Tuesday, November 13, 2018

HIPAA Basics

Statutory and Regulatory Background

    The Administrative Simplification provisions of the Health Insurance Portability and Accountability Act of 1996 (HIPAA, Title II) required the Secretary of HHS to publish national standards for the security of electronic protected health information (e-PHI), electronic exchange, and the privacy and security of health information.

    HIPAA called on the Secretary to issue security regulations regarding measures for protecting the integrity, confidentiality, and availability of e-PHI that is held or transmitted by covered entities. HHS developed a proposed rule and released it for public comment on August 12, 1998. The Department received approximately 2,350 public comments. The final regulation, the Security Rule, was published February 20, 2003.2 The Rule specifies a series of administrative, technical, and physical security procedures for covered entities to use to assure the confidentiality, integrity, and availability of e-PHI.

    The text of the final regulation can be found at 45 CFR Part 160 and Part 164, Subparts A and C.

Who is Covered by the Security Rule

    The Security Rule applies to health plans, health care clearinghouses, and to any health care provider who transmits health information in electronic form in connection with a transaction for which the Secretary of HHS has adopted standards under HIPAA (the “covered entities”) and to their business associates. For help in determining whether you are covered, use CMS's decision tool.
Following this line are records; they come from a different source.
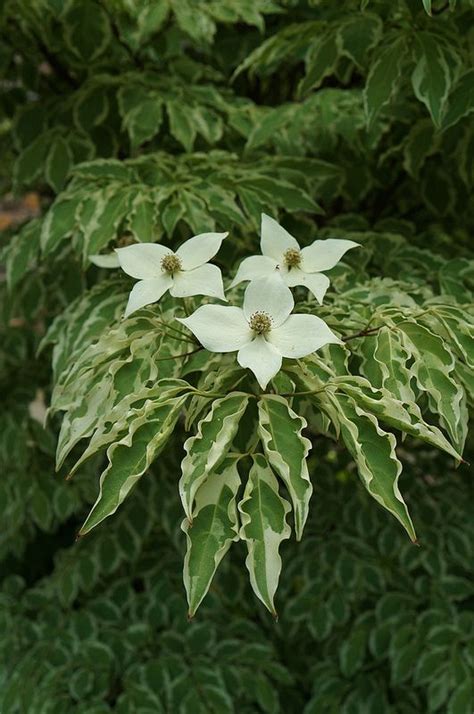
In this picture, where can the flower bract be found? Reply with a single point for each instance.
(184, 273)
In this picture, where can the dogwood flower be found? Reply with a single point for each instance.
(183, 273)
(263, 331)
(296, 266)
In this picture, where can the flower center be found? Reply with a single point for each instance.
(292, 257)
(171, 264)
(260, 322)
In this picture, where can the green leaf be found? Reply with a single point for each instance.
(102, 215)
(59, 222)
(86, 30)
(321, 61)
(141, 111)
(209, 447)
(22, 252)
(141, 220)
(358, 35)
(264, 527)
(181, 124)
(406, 417)
(352, 651)
(433, 368)
(29, 165)
(386, 364)
(91, 108)
(433, 73)
(460, 100)
(462, 699)
(130, 457)
(420, 143)
(286, 449)
(383, 78)
(214, 527)
(58, 164)
(373, 450)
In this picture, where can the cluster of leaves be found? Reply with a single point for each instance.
(380, 625)
(407, 361)
(152, 120)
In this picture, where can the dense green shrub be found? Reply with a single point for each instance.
(154, 120)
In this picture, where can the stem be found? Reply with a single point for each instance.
(363, 333)
(177, 330)
(185, 354)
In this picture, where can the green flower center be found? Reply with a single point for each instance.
(171, 264)
(292, 257)
(260, 322)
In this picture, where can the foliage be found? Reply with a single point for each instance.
(369, 622)
(152, 121)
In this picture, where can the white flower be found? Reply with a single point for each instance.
(263, 332)
(183, 273)
(295, 265)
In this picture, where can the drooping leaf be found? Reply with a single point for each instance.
(130, 457)
(383, 78)
(286, 449)
(404, 416)
(209, 447)
(433, 73)
(263, 513)
(373, 450)
(433, 368)
(214, 527)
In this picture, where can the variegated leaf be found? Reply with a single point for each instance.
(214, 527)
(373, 450)
(264, 527)
(404, 416)
(433, 368)
(130, 457)
(207, 449)
(286, 449)
(385, 364)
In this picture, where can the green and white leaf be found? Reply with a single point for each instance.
(209, 447)
(434, 73)
(263, 514)
(406, 416)
(130, 457)
(373, 450)
(433, 367)
(214, 527)
(286, 449)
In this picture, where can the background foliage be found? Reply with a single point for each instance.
(155, 120)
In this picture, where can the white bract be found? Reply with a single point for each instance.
(263, 331)
(184, 273)
(296, 266)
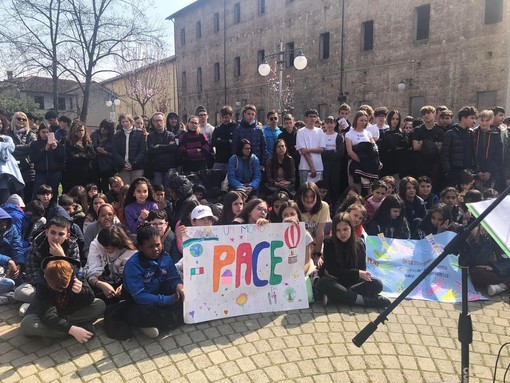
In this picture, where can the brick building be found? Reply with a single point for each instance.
(399, 53)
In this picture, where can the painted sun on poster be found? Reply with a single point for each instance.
(243, 269)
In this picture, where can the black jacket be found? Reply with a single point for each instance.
(47, 161)
(137, 150)
(162, 150)
(457, 151)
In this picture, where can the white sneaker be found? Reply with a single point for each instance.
(23, 309)
(151, 332)
(494, 289)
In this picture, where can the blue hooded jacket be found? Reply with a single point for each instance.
(10, 240)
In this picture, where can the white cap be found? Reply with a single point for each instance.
(202, 211)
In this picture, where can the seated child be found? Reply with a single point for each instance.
(56, 240)
(10, 244)
(63, 304)
(8, 269)
(152, 286)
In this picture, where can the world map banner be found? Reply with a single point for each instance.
(243, 269)
(397, 262)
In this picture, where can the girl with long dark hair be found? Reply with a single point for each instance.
(345, 279)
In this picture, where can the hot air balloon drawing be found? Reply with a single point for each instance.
(292, 238)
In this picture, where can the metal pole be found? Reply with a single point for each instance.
(281, 60)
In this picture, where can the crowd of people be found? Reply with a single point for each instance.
(93, 225)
    Read more about covered entities in the Summary of the HIPAA Privacy Rule - PDF - PDF.

Business Associates

    The HITECH Act of 2009 expanded the responsibilities of business associates under the HIPAA Security Rule. HHS developed regulations to implement and clarify these changes.

    See additional guidance on business associates.

What Information is Protected

    Electronic Protected Health Information. The HIPAA Privacy Rule protects the privacy of individually identifiable health information, called protected health information (PHI), as explained in the Privacy Rule and here - PDF - PDF. The Security Rule protects a subset of information covered by the Privacy Rule, which is all individually identifiable health information a covered entity creates, receives, maintains or transmits in electronic form. The Security Rule calls this information “electronic protected health information” (e-PHI).3 The Security Rule does not apply to PHI transmitted orally or in writing.